Optimizing Complex Batch Matrix Multiplication

Hello fellow Julians!
In my code the bottleneck step is a batched ComplexF64 matrix multiplication of the form C[i,k,n] = conj(A)[j,i,n] * B[j,k,n]. Naively, one should loop over n and do in-place multiplication. However, in the case of floats, it seems that tullio can speed things up considerably. Is it possible to do something better in the complex case as well?

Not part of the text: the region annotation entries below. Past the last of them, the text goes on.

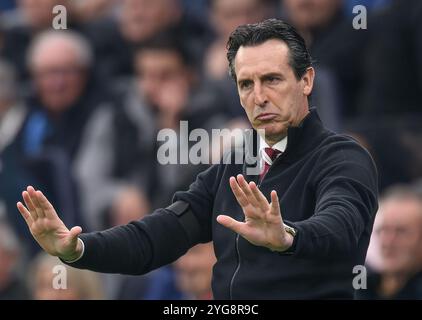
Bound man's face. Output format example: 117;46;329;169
234;40;314;145
135;49;190;114
375;199;422;273
31;41;86;113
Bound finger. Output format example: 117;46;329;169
237;174;259;207
217;215;245;236
36;191;58;219
16;201;34;227
26;186;45;218
271;190;281;217
69;226;82;240
229;177;249;208
22;191;38;220
249;181;270;212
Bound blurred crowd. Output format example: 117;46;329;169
0;0;422;299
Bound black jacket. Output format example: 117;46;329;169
72;110;377;299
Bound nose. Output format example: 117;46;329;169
254;83;268;108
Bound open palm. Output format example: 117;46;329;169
17;187;82;261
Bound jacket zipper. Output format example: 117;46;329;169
230;234;240;300
230;155;283;300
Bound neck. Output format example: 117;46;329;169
265;134;287;147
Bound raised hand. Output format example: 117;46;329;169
217;174;293;251
17;187;82;261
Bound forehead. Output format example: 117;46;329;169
380;199;422;226
234;39;292;78
32;39;78;67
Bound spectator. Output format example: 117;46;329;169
74;33;221;229
23;31;111;230
358;186;422;299
204;0;274;80
85;0;209;78
0;60;38;255
282;0;367;118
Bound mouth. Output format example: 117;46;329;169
255;113;277;121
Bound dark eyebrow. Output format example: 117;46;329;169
261;72;284;80
237;78;252;85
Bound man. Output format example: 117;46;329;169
18;19;377;299
357;185;422;300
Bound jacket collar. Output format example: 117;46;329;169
245;108;328;172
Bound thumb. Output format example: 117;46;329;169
69;226;82;241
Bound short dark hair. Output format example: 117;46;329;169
227;19;312;81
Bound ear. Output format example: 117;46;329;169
302;67;315;96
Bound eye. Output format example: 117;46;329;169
239;80;253;90
265;76;281;84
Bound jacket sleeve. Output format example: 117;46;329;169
64;165;218;275
286;143;378;259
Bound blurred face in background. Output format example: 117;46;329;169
211;0;269;41
175;243;216;299
375;198;422;274
120;0;181;43
135;49;192;114
282;0;343;29
30;39;87;113
18;0;67;29
32;263;81;300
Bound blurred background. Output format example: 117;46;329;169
0;0;422;299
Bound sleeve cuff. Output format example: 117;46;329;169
63;238;85;264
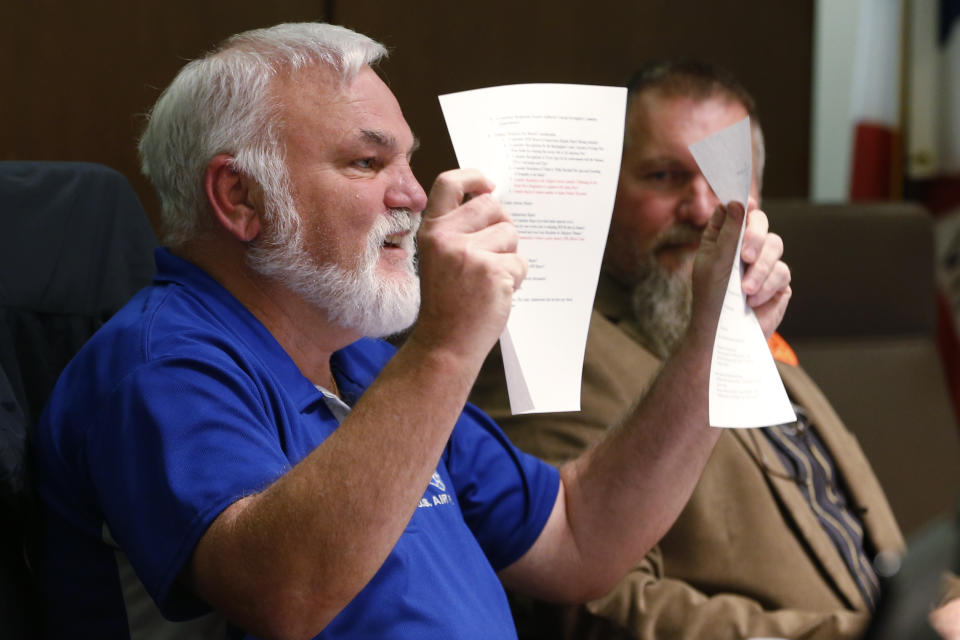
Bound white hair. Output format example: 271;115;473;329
139;23;387;246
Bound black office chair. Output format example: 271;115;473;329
0;162;156;639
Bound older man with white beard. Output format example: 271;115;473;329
36;24;790;639
471;61;903;640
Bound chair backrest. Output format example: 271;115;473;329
764;200;960;534
0;162;155;638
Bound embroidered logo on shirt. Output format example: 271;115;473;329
417;471;453;509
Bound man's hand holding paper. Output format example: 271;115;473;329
689;202;791;356
410;169;527;368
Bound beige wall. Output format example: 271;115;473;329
0;0;813;232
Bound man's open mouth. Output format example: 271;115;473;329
383;231;407;249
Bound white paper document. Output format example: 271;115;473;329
440;84;626;413
690;118;797;427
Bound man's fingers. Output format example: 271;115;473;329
743;233;789;296
708;202;744;265
423;169;494;220
743;261;791;307
740;209;779;264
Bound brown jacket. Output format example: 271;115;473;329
471;277;904;639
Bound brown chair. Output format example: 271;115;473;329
764;200;960;535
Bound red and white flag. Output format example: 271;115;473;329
850;0;903;200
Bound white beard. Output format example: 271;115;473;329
631;223;703;360
631;256;693;360
247;198;420;337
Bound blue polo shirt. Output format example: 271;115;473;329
35;249;559;639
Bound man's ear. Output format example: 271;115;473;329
203;154;261;242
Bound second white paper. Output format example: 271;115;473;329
440;84;626;413
690;118;797;427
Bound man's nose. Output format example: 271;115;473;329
678;175;720;227
384;166;427;213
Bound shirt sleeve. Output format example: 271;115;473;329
87;345;290;618
445;404;560;571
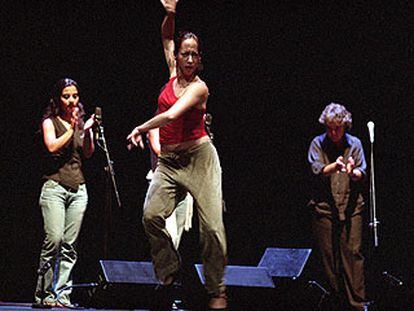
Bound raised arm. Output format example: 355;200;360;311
42;118;75;153
161;0;178;78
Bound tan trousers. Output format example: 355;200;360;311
312;214;365;310
143;142;227;295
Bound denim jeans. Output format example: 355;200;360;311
35;180;88;304
143;142;227;295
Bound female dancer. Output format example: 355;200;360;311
35;78;95;306
127;0;227;309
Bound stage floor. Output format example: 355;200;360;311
0;301;186;311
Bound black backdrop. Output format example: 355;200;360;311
0;0;414;301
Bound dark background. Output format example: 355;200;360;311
0;0;414;301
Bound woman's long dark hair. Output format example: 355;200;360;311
42;78;85;122
174;30;204;74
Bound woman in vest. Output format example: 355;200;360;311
35;78;95;306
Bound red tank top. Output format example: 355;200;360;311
158;77;207;145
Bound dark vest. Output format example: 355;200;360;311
43;117;85;190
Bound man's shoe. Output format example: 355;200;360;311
208;293;227;310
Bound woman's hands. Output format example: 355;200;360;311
83;114;97;132
127;126;144;150
160;0;178;14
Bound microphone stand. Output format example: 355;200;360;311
369;139;379;248
364;122;404;310
96;121;122;258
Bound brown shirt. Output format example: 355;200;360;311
43;117;85;190
308;133;366;221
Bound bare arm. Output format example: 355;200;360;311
147;128;161;156
127;82;208;148
42;118;75;153
161;0;178;78
82;114;96;158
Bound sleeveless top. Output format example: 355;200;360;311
43;117;85;190
158;77;207;145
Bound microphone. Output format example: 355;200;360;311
367;121;375;144
95;107;102;125
95;107;102;140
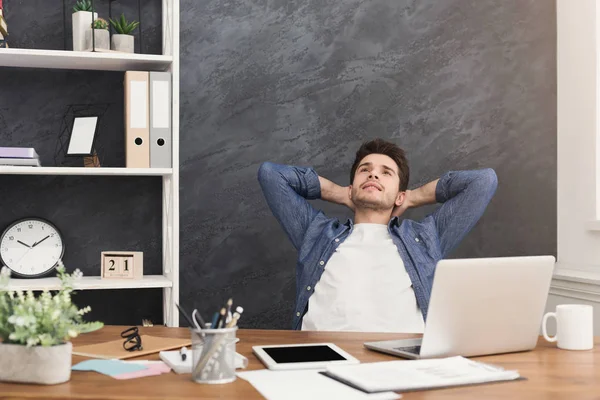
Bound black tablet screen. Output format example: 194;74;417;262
263;345;345;364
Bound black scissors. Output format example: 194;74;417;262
121;326;144;351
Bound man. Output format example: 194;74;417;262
258;139;497;333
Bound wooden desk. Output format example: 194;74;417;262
0;326;600;400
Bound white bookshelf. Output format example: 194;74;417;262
0;48;173;71
0;166;173;176
8;275;173;290
0;0;179;326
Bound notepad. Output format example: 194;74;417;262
159;350;248;374
71;360;147;376
237;369;402;400
73;335;192;360
324;356;520;393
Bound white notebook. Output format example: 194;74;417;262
324;357;520;393
158;350;248;374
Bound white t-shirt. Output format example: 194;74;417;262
302;224;424;333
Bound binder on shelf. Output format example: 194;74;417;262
125;71;150;168
150;72;173;168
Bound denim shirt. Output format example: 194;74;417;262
258;162;498;330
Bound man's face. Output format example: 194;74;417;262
349;154;404;210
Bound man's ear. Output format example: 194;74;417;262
394;192;406;207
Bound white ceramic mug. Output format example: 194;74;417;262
542;304;594;350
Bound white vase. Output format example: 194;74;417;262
0;342;73;385
73;11;98;51
111;34;134;53
85;29;110;51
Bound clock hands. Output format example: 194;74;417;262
31;235;50;248
17;240;35;248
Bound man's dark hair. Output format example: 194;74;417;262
350;138;410;192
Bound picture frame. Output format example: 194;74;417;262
65;115;100;157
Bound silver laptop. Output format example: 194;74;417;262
364;256;556;359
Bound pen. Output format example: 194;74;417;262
217;307;227;329
210;312;219;329
225;299;233;323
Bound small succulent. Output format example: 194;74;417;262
110;14;140;35
92;18;108;30
73;0;92;13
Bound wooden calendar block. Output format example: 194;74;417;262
101;251;144;279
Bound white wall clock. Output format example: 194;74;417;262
0;218;65;278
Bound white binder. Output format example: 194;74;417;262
150;72;172;168
125;71;150;168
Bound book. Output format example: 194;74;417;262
0;15;8;37
0;158;42;167
0;147;40;158
73;335;192;360
322;356;521;393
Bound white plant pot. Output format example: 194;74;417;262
73;11;98;51
111;34;134;53
85;29;110;51
0;342;73;385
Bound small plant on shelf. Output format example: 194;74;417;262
92;18;108;30
110;14;140;35
73;0;92;13
110;14;140;53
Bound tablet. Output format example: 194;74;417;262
252;343;360;370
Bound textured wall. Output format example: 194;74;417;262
0;0;556;328
181;0;556;328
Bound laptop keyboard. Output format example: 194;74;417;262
394;346;421;355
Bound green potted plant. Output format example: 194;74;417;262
72;0;98;51
110;14;140;53
85;18;110;51
0;262;103;385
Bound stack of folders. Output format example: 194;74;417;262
0;147;42;167
124;71;172;168
0;0;8;49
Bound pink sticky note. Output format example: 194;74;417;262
113;361;171;379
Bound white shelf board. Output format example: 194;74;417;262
585;219;600;231
0;166;173;176
8;275;173;290
0;48;173;71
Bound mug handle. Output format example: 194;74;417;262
542;313;558;342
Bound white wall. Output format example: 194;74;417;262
547;0;600;335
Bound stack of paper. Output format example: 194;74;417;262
237;369;401;400
0;147;41;167
324;357;519;393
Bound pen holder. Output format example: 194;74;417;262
191;326;238;383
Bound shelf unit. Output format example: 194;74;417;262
0;166;173;176
0;48;173;71
0;0;179;327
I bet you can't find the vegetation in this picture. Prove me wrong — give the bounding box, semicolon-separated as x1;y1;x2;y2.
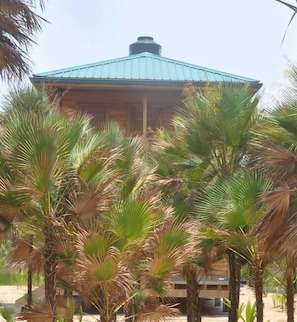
0;0;45;80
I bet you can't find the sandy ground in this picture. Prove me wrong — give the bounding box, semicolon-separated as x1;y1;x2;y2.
0;286;297;322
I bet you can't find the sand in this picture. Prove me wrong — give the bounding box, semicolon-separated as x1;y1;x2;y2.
0;285;297;322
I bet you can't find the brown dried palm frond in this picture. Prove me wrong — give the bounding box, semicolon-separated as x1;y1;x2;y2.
253;144;296;180
261;182;292;217
16;303;54;322
11;239;31;262
16;296;72;322
273;213;297;258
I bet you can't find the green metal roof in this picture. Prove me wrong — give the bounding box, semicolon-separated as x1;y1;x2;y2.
31;52;261;87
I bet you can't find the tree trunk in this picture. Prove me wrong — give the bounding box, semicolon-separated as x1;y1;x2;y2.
185;263;201;322
27;235;33;307
44;228;57;322
253;258;264;322
285;258;296;322
228;250;240;322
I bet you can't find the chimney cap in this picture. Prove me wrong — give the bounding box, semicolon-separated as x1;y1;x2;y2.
129;36;161;55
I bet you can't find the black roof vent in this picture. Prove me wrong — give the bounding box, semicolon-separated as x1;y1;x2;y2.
129;36;161;55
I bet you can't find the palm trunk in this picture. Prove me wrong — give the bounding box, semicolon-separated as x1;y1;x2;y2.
253;257;264;322
27;235;33;307
185;263;201;322
285;258;295;322
44;226;57;322
228;250;240;322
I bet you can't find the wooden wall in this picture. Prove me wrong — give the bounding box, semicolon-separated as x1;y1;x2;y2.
61;88;182;136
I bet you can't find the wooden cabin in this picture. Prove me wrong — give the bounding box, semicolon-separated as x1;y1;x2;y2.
31;37;262;308
31;37;261;137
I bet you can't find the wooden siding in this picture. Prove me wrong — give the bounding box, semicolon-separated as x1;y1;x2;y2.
60;89;181;136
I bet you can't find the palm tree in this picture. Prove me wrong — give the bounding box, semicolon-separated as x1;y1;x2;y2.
250;66;297;321
0;89;118;320
53;129;193;321
0;0;45;80
198;172;272;322
275;0;297;42
155;83;258;321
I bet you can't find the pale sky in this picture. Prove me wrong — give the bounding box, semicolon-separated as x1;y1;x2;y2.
0;0;297;108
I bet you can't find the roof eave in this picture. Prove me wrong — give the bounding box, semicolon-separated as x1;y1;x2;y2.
30;75;262;89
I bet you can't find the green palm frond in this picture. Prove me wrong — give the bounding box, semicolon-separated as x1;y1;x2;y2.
109;200;154;249
275;0;297;43
198;173;272;229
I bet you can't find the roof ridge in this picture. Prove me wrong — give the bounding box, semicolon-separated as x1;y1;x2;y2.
33;52;259;83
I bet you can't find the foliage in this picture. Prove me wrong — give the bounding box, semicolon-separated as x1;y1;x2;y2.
0;0;45;80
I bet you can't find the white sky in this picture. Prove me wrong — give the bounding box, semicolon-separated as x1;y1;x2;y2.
0;0;297;108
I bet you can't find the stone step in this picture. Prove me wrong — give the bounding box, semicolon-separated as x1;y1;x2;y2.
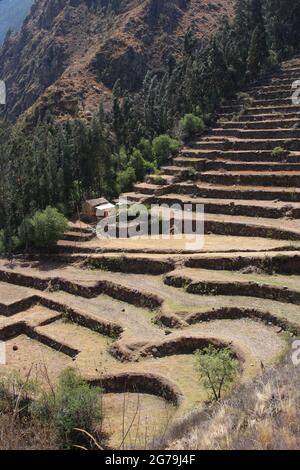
251;91;294;104
120;192;146;202
170;182;300;202
205;160;300;172
218;119;300;130
221;101;300;115
199;171;300;188
185;251;300;275
150;194;300;219
219;112;300;122
211;127;300;139
133;183;166;195
142;207;300;241
174;155;206;171
161;165;185;176
64;230;95;242
190;136;300;151
146;174;173;187
268;75;300;86
180;149;300;165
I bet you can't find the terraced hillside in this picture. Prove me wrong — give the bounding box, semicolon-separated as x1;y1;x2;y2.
0;59;300;447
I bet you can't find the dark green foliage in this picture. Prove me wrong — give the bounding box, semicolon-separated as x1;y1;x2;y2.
195;345;239;400
179;114;205;140
0;0;300;246
31;368;102;449
28;206;68;249
153;135;179;167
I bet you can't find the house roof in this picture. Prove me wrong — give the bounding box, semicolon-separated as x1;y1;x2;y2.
85;197;108;208
96;202;116;211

Can you help me optimize things further?

To start off, here’s a reference implementation:

using LinearAlgebra
using BenchmarkTools
BLAS.set_num_threads(1)
N, M, K = 500, 10, 200
A = rand(ComplexF64,N,M,K)
B = rand(ComplexF64,N,M,K)
C = zeros(ComplexF64,M,M,K);

function batch_zgemm1!(C,A,B)
    for k in axes(C,3)
        @views mul!(C[:,:,k],A[:,:,k]',B[:,:,k])
    end
    return C
end 
@btime batch_zgemm1!($C, $A, $B) # 4.561 ms (0 allocations: 0 bytes)

A few notes:

  • I require complex matrices with full precision for my use case.
  • Typical problem sizes for me are N = 500-1500, M = 2-20, K = 100-1600.
  • I am aware that MKL has a batched matrix multiplication library, but it would be good to have a pure-Julia solution for my non-Intel computer.
  • The individual multiplications are large enough that BLAS benefits from multithreading, so paralellizing over K doesn’t offer any obvious improvements.

You want to parellize over k and use single threaded matmul. Matmul paralellizes, but doesn’t do so perfectly.

I see: you get a speedup of x Nthreads from paralellizing over the outer loop, while BLAS gets an multiplier of < Nthreads from using more BLAS threads.

function batch_zgemm2!(C, A, B)
    Threads.@threads for k in axes(A, 3)
        @views mul!(C[:,:,k],A[:,:,k]',B[:,:,k])
    end
    return C
end
Threads.nthreads() # 6
@btime batch_zgemm2!($C, $A, $B) # 758.167 μs (35 allocations: 3.38 KiB)

However, is it possible to do better?